This still doesn't explain why perfectionists get stuck, but it's a start.  Here is one description of perfection from Mirriam-Webster:
the quality or state of being very accurate <audio recordings were reaching a level of perfection that earlier technicians had never dreamt possible>
Every one of these words is music to the ears of golfers.  These are the things we chase at every practice and hope to have in hand when we step on the course.  However, even the best players at the top of their games don't possess these things at all times, nor are they able to use them.  In a recent presentation to the nation's golf coaches, Sean Foley told us how beautiful Justin Rose's swing was when he hit into a net.  He said it was beautiful.  He said his swing on the range was also very nice.  Not quite as beautiful as into a net, but better than most.  He then said, Rose's swing on the course resembled neither, because he was generally flighting balls into the wind, knocking shots down, putting the ball back or forward to effect trajectory and distance, etc.  You get the point.  This is where the perfectionists get tripped up.  Instead of being fluid and pliable on the course, they rely upon exactitude and precision.

So what do you do with a perfectionist?  What happens when he or she hits that sticking point that stops progress?  Remember, these are players who will reach elite levels of play due to the tenacity they show for accuracy, precision and exactness.  Their methodology will seem The Way for them and your coaching will seem to discount everything they know.  If I want a perfectionist to become pliable, I'm introducing him to this (also from Mirriam-Webster):
capable of being readily changed <with such iffy weather, we had to keep our vacation schedule fairly pliable>
I can hear perfectionists hyper-ventilating just reading words like variable or fluctuating.  This goes against all they hold dear and protect against.  Take heart perfectionists, Dr. David Cook gave me a strategy that you can use, too.  Find something, anything to perfect in a round of golf, but don't make it your technique, your shot making or even your results.  Find something else.  Allow yourself to create your swing and match it to the situation for each shot.  Allow yourself to accept bad bounces, bad yardages and bad swings.  Know that your swing will be created for the situation at hand and that is a good thing.
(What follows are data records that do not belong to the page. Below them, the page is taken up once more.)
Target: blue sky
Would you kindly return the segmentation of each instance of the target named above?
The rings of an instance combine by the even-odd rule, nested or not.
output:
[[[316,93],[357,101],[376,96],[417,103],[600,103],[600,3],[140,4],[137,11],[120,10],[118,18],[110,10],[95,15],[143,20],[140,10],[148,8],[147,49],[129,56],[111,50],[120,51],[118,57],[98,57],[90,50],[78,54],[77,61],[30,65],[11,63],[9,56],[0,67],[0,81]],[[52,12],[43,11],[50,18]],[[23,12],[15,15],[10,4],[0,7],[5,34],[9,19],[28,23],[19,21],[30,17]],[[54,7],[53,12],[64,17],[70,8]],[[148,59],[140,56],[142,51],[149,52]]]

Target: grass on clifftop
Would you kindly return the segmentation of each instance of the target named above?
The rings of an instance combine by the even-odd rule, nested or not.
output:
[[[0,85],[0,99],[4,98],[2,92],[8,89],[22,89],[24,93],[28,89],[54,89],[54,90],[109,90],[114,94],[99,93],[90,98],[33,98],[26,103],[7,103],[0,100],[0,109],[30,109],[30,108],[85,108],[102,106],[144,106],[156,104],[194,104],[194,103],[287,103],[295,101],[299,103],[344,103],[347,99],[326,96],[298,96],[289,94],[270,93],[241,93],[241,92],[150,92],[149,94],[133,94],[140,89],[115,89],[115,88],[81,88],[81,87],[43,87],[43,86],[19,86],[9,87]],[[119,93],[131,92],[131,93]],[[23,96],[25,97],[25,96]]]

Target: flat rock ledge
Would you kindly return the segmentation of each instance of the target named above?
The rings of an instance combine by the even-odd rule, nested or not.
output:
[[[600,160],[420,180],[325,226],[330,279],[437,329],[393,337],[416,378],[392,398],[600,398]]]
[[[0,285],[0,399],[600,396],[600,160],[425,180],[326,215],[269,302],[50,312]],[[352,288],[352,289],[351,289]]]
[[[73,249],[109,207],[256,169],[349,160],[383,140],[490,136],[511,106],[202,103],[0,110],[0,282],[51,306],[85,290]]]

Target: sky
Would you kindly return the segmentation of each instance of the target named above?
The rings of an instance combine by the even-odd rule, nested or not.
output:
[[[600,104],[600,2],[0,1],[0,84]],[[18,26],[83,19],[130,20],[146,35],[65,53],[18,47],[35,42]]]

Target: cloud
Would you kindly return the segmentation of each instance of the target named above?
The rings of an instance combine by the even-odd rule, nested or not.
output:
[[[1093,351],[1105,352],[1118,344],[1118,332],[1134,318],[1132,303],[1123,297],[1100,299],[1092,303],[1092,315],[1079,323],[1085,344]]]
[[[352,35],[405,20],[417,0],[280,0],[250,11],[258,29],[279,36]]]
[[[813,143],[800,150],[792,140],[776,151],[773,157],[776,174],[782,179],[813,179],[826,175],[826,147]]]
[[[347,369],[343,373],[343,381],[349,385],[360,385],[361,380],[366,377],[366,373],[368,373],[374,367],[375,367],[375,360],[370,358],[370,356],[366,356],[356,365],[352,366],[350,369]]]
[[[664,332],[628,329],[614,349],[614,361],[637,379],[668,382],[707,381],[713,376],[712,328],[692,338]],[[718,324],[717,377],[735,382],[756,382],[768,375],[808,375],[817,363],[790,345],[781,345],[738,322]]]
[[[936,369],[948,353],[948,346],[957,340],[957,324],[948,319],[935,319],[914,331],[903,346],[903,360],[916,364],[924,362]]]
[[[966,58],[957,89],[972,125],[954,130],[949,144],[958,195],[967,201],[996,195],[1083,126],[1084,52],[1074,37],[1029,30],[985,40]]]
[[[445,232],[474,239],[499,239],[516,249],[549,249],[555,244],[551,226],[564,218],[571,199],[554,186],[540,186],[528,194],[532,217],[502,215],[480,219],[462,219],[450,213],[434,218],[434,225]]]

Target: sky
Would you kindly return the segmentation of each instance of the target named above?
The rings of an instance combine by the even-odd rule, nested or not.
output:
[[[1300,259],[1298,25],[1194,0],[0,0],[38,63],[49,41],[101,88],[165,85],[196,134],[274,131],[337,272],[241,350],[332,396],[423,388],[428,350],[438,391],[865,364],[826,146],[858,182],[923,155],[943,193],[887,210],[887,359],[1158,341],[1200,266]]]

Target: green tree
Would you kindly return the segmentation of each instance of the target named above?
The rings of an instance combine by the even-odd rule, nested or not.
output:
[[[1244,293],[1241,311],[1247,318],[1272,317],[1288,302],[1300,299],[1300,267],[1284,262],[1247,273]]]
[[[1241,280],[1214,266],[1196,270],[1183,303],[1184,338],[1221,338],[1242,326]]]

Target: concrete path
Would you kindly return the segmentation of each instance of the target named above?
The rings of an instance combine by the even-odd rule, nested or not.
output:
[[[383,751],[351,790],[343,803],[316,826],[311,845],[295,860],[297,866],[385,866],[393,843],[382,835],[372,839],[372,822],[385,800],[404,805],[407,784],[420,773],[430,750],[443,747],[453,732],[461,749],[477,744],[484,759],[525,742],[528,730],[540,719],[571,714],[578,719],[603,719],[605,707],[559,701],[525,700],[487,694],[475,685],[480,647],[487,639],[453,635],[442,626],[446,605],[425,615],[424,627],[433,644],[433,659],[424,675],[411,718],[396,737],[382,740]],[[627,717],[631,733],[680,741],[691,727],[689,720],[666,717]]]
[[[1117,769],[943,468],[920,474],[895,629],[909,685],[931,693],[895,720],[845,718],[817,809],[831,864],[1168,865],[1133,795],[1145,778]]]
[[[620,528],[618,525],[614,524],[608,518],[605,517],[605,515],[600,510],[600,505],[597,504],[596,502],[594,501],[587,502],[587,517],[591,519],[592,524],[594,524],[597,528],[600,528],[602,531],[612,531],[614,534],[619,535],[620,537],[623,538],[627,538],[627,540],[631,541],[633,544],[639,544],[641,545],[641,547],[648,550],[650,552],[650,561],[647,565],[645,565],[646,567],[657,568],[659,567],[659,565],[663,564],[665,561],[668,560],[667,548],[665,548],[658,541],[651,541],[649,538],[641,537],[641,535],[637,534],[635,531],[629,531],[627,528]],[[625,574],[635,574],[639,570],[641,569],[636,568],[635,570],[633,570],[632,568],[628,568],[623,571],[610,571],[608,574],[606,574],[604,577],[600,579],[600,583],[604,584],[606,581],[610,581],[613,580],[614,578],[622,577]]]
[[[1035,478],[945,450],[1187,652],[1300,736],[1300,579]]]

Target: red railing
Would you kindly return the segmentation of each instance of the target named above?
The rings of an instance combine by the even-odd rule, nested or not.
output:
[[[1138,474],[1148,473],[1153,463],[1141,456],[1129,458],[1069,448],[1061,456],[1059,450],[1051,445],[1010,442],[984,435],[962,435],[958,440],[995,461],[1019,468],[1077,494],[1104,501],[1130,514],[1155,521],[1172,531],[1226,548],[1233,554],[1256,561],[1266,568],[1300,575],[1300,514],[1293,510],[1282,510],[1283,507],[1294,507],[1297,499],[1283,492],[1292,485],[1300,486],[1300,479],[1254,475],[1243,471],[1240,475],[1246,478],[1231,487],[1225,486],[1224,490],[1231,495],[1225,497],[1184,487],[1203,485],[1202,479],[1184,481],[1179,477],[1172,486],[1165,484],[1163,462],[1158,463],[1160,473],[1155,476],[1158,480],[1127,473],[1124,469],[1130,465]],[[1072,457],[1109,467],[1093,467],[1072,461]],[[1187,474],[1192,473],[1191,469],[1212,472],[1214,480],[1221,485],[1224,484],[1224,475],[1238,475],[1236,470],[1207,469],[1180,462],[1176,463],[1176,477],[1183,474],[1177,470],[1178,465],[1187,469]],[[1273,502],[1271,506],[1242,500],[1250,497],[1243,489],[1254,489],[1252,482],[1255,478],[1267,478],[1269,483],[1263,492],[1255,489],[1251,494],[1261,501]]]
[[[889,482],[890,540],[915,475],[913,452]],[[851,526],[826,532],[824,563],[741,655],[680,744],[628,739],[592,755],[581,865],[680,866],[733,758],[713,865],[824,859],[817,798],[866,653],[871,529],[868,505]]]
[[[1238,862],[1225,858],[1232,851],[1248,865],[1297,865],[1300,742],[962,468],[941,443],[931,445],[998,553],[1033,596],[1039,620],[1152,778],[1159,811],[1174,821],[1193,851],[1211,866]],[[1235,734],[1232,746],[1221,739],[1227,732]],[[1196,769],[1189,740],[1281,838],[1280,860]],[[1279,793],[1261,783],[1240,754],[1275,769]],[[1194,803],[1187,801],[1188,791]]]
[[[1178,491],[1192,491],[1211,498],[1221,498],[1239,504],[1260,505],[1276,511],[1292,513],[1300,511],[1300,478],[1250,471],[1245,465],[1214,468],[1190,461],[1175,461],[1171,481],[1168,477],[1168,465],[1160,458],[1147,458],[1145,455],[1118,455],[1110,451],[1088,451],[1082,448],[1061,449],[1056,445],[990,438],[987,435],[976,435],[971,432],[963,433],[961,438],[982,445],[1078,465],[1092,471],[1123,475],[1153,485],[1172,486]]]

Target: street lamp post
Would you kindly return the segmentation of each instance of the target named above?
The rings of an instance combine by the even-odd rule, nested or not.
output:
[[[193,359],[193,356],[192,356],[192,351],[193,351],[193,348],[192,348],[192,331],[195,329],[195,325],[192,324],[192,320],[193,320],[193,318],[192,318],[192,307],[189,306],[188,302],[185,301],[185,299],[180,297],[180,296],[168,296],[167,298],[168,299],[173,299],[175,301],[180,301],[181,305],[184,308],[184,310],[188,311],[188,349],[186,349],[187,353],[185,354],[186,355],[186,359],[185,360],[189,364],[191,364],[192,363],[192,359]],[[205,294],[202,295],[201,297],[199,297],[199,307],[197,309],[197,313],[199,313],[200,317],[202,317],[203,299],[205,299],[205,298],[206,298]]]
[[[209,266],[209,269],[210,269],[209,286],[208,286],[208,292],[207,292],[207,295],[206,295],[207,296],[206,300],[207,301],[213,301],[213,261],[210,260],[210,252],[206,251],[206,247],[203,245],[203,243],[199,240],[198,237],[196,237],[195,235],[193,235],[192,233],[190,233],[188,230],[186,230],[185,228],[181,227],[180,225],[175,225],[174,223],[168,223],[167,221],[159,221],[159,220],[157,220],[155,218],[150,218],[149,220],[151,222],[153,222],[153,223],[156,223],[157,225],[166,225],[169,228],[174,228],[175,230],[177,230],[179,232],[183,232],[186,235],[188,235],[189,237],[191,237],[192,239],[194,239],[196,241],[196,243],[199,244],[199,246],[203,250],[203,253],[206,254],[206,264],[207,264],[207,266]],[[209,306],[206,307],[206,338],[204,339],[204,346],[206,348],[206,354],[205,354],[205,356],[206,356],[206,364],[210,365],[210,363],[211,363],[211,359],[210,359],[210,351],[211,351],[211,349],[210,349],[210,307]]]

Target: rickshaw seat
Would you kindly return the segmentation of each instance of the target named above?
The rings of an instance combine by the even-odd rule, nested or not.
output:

When a perfectionist suffers an injury or illness and must do with what she can bring on any given day, she will often play some of her best golf.  The expectations lower and the pressure to be perfect falls away.  Then the magic can happen.  All the repetitions that player has put into practice will be there for her and with no energy for precision, she will find flow and use it to score.  This lesson is hard to grasp, but I've seen it play out often.

If you are a perfectionist, learn what skills you can use to play the game in a perfect way, such as course management, mindset or attitude.  Imagine if instead of working to hit perfect shots, you worked to have a perfect attitude on the course.  One of acceptance, lack of expectations and positivism might be a start.  Good luck perfectionists!  Some times I'm glad I'm a bit of a mess.